Monsieur le patron aux beaux pantalons blancs, sortez votre argent qu’on rentre à la maison

“Si huit heures vous semble peu, essayez donc de les travailler et vous sentirez la différence entre trimer et commander.” Les paroles de ce chant font directement référence à une des grandes revendications des mondine au début du 20 siècle : travailler huit par jour maximum. Cette durée sera de nouveau débattue au début des années 60, grâce à leur détermination, les Italiennes obtiendront de travailler 7h par jour. 

Parmi tous ces chants, plusieurs d’entre eux sont par la suite devenus des hymnes de résistance, repris dans diverses manifestations. Celui-ci par exemple dit : “Monsieur le patron aux beaux pantalons blancs, sortez votre argent qu’on rentre à la maison”. La lutte des mondine a inspiré en Italie des mouvements syndicalistes, prolétaires, ouvriers et des mouvements féministes. 

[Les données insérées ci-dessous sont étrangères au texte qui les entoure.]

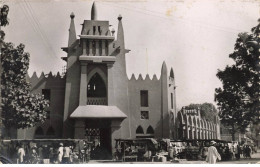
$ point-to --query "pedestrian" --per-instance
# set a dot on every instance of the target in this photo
(248, 151)
(213, 154)
(51, 154)
(60, 153)
(21, 153)
(237, 152)
(34, 158)
(175, 153)
(66, 154)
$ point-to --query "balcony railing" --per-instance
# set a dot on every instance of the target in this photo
(97, 101)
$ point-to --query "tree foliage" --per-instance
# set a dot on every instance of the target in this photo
(20, 108)
(3, 15)
(238, 99)
(207, 110)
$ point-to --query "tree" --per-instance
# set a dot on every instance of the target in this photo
(3, 22)
(207, 110)
(238, 99)
(20, 108)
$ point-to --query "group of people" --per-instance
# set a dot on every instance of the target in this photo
(242, 150)
(64, 154)
(236, 152)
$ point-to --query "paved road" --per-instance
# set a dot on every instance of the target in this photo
(255, 158)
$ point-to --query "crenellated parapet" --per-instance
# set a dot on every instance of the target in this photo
(45, 81)
(142, 78)
(35, 77)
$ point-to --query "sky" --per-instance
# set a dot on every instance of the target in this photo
(194, 37)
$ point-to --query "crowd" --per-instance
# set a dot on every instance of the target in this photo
(81, 151)
(78, 152)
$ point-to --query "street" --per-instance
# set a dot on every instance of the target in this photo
(255, 158)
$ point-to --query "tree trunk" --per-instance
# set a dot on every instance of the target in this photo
(233, 133)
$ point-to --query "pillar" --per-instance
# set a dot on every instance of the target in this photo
(110, 85)
(90, 48)
(79, 131)
(97, 48)
(83, 84)
(84, 47)
(115, 133)
(103, 48)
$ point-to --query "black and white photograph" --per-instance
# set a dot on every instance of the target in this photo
(130, 82)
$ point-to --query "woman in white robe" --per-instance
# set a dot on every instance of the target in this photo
(213, 154)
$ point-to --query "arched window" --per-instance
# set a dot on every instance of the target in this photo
(50, 131)
(190, 122)
(139, 130)
(39, 132)
(96, 87)
(150, 130)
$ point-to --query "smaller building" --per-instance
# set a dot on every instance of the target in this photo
(190, 125)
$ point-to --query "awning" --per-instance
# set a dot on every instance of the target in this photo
(97, 111)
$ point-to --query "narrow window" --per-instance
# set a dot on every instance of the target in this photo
(48, 114)
(172, 100)
(144, 98)
(46, 93)
(39, 132)
(139, 130)
(99, 30)
(150, 130)
(144, 115)
(50, 131)
(94, 30)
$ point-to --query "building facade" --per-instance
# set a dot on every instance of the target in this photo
(95, 99)
(190, 125)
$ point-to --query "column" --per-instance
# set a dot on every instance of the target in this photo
(115, 133)
(97, 48)
(79, 131)
(90, 48)
(187, 132)
(84, 47)
(195, 133)
(83, 85)
(103, 48)
(110, 85)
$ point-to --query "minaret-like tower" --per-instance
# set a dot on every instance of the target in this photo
(94, 12)
(164, 102)
(72, 31)
(96, 81)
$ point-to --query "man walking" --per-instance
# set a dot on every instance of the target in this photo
(213, 154)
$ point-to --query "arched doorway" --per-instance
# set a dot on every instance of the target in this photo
(39, 133)
(96, 91)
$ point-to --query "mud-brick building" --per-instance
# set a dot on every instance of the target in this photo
(95, 99)
(190, 125)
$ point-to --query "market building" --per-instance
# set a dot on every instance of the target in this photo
(95, 99)
(190, 125)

Impossible de faire l’impasse sur Bella Ciao quand on parle de l’histoire des mondine… Chant ultra populaire, il serait né dans les rizières, porté par ces femmes italiennes. L’origine est cependant floue, comme pour toute musique populaire de tradition orale, et surtout, quand il s’agit d’attribuer un chant aussi célèbre aux femmes, les contradicteurs n’hésitent pas à bien se faire entendre. 

Difficile donc de retracer l’histoire des paroles et de la mélodie, mais il est certain que les mondine ont interprété ce chant, avant qu’il soit repris par les partisans italiens pendant la Seconde Guerre mondiale, et avant qu’il devienne ce chant que tout le monde connaît par cœur aujourd’hui.